Google on Monday acklowedged it recently fired a senior researcher who had questioned a paper the company published on the use of artificial intelligence in designing computer chips.
The researcher, Satrajit Chatterjee, had led work on a paper that cast doubts upon key claims in a high-profile study Google published in the journal Nature last year that found artificial intelligence could design certain parts of computer chips better than humans.
Chatterjee was fired in March shortly after Google reportedly told his team their paper would not be published.
Google confirmed in a statement that Chatterjee’s employment had been “terminated with cause” but declined to elaborate. The termination was reported by the New York Times earlier on Monday.
The company said Chatterjee’s paper did not meet its standards for publication.
The casts light upon the latest divisions within Google’s artificial intelligence research division, less than two years after the company fired two researchers, Timnit Gebru and Margaret Mitchell, who had investigated ethical issues with artificial intelligence.
Those firings led to critiques by Google staff over the company’s handling of personnel complaints and publication practices.
Earlier, in 2018, Google employees protested an AI contract with the US Department of Defence, leading the company to pull out of the project.
The latest matter is significant because Google considers AI one of the most important technologies to its future.
The research in question also has a direct bearing on millions of dollars in US government grants into research into AI and computer chips.
In June 2021 Nature published “A graph placement methodology for fast chip design”, research led by Google researchers Azalia Mirhoseini and Anna Goldie.
The paper found AI could complete a key step in the chip design process, called floorplanning, faster and better than an unspecified human expert.
But Chatterjee’s contrasting paper, “Stronger Baselines for Evaluating Deep Reinforcement Learning in Chip Placement”, detailed two alternative approaches using basic software that outperformed the AI.

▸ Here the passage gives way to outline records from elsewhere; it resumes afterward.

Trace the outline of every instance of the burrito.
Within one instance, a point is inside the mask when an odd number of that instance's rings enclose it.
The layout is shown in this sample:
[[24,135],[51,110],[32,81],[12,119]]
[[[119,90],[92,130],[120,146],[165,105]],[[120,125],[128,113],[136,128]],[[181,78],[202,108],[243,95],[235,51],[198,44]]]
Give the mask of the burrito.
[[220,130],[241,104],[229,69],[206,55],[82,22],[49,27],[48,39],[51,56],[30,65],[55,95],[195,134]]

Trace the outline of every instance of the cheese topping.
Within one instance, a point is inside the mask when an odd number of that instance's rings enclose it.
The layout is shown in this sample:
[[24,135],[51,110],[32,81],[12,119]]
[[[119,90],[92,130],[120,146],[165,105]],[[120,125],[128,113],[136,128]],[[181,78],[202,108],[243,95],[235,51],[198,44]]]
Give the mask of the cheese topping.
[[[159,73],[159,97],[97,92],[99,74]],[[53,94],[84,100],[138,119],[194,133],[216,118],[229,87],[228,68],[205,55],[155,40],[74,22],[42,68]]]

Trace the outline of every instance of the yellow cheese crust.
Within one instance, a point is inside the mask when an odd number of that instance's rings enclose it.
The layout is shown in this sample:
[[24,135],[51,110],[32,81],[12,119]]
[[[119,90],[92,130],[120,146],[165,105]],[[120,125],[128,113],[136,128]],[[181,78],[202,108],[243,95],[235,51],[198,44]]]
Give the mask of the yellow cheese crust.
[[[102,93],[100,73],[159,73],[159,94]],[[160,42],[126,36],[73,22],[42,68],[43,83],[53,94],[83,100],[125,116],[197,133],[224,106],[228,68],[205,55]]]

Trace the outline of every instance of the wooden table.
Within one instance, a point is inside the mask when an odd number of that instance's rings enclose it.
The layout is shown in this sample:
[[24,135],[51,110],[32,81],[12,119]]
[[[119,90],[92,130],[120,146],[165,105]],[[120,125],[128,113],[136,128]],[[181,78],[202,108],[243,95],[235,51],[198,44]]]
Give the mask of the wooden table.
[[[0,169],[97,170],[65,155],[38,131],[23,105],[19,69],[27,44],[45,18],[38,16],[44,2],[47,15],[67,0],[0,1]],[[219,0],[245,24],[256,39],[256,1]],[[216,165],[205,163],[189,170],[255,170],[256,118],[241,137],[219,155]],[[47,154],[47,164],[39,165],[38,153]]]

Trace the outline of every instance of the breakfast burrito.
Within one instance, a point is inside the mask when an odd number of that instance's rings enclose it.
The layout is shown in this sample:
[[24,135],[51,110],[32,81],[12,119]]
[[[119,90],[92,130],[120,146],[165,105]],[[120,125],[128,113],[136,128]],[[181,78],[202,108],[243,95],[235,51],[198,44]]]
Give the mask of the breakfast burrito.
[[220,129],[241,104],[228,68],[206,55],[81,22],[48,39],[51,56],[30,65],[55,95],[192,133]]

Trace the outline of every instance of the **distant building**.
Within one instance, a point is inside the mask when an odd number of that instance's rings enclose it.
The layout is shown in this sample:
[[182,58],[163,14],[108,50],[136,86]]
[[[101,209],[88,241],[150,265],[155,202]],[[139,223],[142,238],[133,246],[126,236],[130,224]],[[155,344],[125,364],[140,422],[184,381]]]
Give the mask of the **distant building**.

In the paper, which was leaked anonymously in March, Chatterjee cited a well-known test and a proprietary Google test to make the comparison. Two Google staff confirmed the paper’s authenticity to Reuters.
Laurie Burgess, an attorney for Chatterjee, told Reuters and the New York Times that Chatterjee’s objective was “transparency” about the science.
Google’s Goldie told the New York Times that Chatterjee had spread misinformation about her and Mirhoseini for years. She said their paper had been peer-reviewed by Nature and that Google had used their methods to build chips that were in use at Google’s data centres.
Burgess denied Goldie’s allegations and added that Chatterjee did not leak “Stronger Baselines”.
Patrick Madden, an associate professor focused on chip design at Binghamton University who has read both papers, told Reuters that Google’s paper in Nature appeared to lack a good comparison point, since the AI was compared only to an unspecified human expert and lacked benchmarks.
Google said comparison to a human was more relevant and that software licensing issues prevented it from bringing tests into the paper.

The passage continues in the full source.